Está en un pináculo de las montañas de Santa Rosa, de Heredia, en las afueras de San José, en medio de un bosque en donde el ruido del mundo moderno, no entorpece la cotidianeidad de las coloridas aves, las ardillas y otras especies, que se posan tranquilamente sobre los troncos de los majestuosos árboles.

Es el Hotel “Finca Rosa Blanca”, su nombre lo dice todo. Una finca llena de belleza natural, como las rosas; y la blancura, es el reflejo de la paz. Algún poeta la llamaría, un verde rincón cerca del cielo azul.

En medio de este paraíso verde, en donde parece que el tiempo detuvo su marcha, encontré a Pedro Alas, un campesino chalateco que de niño tuvo que dejar su natal Potonico, huyendo de la represión militar durante la guerra.
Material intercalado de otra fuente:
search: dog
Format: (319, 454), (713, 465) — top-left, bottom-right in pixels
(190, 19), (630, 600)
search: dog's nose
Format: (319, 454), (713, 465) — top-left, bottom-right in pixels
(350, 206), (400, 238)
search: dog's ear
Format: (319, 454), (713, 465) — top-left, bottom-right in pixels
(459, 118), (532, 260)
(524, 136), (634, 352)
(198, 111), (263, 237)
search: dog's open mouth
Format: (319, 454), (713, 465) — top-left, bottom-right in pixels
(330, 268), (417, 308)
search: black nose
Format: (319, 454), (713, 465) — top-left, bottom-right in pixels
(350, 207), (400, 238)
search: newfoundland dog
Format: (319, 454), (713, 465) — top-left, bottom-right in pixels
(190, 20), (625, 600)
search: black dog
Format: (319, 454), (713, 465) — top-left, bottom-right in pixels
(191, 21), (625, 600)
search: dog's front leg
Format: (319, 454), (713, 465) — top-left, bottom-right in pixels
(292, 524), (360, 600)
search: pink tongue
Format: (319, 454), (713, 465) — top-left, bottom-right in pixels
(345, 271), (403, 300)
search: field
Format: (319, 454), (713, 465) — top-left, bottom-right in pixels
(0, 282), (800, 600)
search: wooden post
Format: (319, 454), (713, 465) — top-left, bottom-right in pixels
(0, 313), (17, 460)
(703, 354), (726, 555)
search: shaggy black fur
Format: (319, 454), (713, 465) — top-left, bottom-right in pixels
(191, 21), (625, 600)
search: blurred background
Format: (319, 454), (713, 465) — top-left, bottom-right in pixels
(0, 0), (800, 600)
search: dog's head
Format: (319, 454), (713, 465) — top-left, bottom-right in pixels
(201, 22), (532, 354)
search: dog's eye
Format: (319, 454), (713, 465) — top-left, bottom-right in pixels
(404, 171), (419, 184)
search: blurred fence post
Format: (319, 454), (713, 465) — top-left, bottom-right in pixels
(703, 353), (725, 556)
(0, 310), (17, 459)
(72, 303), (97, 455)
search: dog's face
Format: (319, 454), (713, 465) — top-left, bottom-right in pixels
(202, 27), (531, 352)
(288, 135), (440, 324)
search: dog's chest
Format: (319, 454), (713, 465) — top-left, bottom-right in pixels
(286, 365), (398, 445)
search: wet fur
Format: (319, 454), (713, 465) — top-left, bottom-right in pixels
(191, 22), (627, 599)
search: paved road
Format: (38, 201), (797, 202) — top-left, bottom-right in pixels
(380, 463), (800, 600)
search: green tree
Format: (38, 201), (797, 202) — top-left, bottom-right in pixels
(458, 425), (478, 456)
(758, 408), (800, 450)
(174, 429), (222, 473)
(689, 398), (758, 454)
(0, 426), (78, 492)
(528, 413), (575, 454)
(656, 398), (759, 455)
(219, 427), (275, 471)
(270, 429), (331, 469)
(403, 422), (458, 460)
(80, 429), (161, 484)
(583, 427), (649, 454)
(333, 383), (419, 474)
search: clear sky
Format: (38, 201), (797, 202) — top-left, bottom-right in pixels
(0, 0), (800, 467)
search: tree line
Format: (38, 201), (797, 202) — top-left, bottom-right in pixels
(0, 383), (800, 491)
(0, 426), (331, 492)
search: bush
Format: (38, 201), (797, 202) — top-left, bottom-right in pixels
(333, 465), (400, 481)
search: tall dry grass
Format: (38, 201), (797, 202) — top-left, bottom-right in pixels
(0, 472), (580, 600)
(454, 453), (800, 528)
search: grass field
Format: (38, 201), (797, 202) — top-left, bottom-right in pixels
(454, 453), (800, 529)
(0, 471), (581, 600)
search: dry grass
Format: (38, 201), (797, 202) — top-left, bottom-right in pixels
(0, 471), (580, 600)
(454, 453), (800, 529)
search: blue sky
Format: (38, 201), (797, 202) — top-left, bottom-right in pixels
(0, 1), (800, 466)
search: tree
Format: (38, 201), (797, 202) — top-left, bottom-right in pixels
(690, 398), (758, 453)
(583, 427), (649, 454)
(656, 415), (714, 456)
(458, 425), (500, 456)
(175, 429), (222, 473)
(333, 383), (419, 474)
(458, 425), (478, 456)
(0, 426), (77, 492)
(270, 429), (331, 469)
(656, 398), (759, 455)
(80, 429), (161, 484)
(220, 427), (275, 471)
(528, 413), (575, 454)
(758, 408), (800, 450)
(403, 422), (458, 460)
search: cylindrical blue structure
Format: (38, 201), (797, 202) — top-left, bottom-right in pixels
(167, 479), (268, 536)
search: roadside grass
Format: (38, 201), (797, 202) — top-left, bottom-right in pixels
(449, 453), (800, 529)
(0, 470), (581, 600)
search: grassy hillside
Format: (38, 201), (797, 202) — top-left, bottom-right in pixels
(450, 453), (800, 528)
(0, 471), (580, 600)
ACNUR lo sacó en calidad de refugiado y lo trasladó a un campamento, en Costa Rica, junto a Marta, su madre.

Estudió cocina y se graduó como licenciado en turismo de la costarricense Universidad Hispanoamericana de San José, domina a perfección el idioma ingles y el italiano y se ha convertido en uno de los mejores cocineros de los más prestigiados hoteles ticos.

Hace once meses, en octubre del año pasado, volvió a su tierra después de más de dos décadas, paseó por los cantones y caseríos de su niñez y recordó con melancolía su salida.

El Restaurante en el que trabaja, es frecuentado por turistas europeos y norteamericanos, que pagan gustosos 12 dólares por un tamal de gallina con recaudo salvadoreño ó 7 dólares por una pupusa de chicharrón revuelta con frijoles, que llevan el sazón cuscatleco.

Mantiene una amplia gama de platillos con sabor salvadoreño, como pasteles, chiles rellenos, ejotes rellenos, nuégados y muchos otros bocadillos propios de este país.
Junto a Pedro, trabaja Carmen Orellana y otros dos salvadoreños, cuyo esmero y dedicación ponen en alto el nombre de El salvador.

Se sienten orgullosos de ser salvadoreños y recuerdan con nostalgia su patria, golpeada por la delincuencia, la pobreza y el desempleo.

Como Pedro, alrededor del mundo y en el lugar menos esperado, siempre hay un salvadoreño, que lleva marcado en el corazón y con orgullo, el nombre de El salvador, sin importar que un día la pobreza, la desigualdad, la falta de oportunidades y la injusticia los expulso a otras tierras.